Below is a verbatim transcript of the interview:
Q: Last few weeks have been quite volatile. We have had a pullback but how do you trade it from hereon?
A: If you look at the broad set up, emerging markets (EMs) generally have been falling predominantly because of the commodities slump that is happening across the globe. India is kind of rallying from around 5,500 to 5,700 predominantly on expectation of some kind of rate action on May 3. We think this outperformance relative to EM should continue at least for the next couple of weeks. Broadly we think market should be at around 5,700 for the next couple of weeks.
Q: Big rally on Mahindra and Mahindra (M&M) yesterday, you have a trading strategy on that this morning?
A: Because of rate cut expectations, all autos and banks have outperformed the broader market and we think this stock should predominantly consolidate here or may move up slightly as we move closer to May 3. On back of that, the strategy on M&M is because of the sharp rally, implied volatility of options has gone up, which is trading at around 40 percent right now. So one can sell 800 strike Puts of M&M, which is close to around 10 percent away from current price of Rs 875-880 levels. You make around Rs 500-700 profit in this trade in the next four days if M&M remains any value above Rs 800 per se.

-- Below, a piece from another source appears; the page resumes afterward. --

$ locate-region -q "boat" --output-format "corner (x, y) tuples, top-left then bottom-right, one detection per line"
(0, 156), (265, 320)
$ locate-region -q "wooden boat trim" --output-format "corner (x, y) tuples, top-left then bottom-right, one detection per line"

Q: Reliance Industries Ltd (RIL) has not done much post results, what do you see for the rest of the series for this name?
A: In the entire April series, RIL has been predominantly moving between Rs 760 and Rs 800 levels. We think the stock should consolidate at around Rs 775-780 levels and if there is anything we move up to around Rs 790-795 or go down to around Rs 765.
One can execute a ratio trade in RIL, which is buy 789 strike Call at around Rs 13 and sell two lots of 800 strike Call at Rs 6. So, there is Re 1 invested in this trade and this Re 1 spread will increase to around Rs 3-4 by Tuesday if the stock remains here. if it goes up then one will make maximum profit at Rs 800 which is Rs 19 or if the stock goes down to Rs 760, one can just unwind 780 Call and come out of the trade.
Q: What about another heavyweight State Bank of India (SBI), how would you trade that?
A: Because of the soft data in terms of inflation, the stocks have moved up. We do not know if there will be a rate cut on May 3 or no given that for example, if you look at Brazil which raised trades yesterday, but expectation of rate cut may lead the stock to remain at the current levels of around Rs 2,250 levels. So, we think since you have expiry next Thursday but only four working days, one can sell 2,250 straddle at around Rs 80. This price will go down to around Rs 55 in the next two-three days by Monday or Tuesday. You can place a stop loss if it goes to around Rs 90.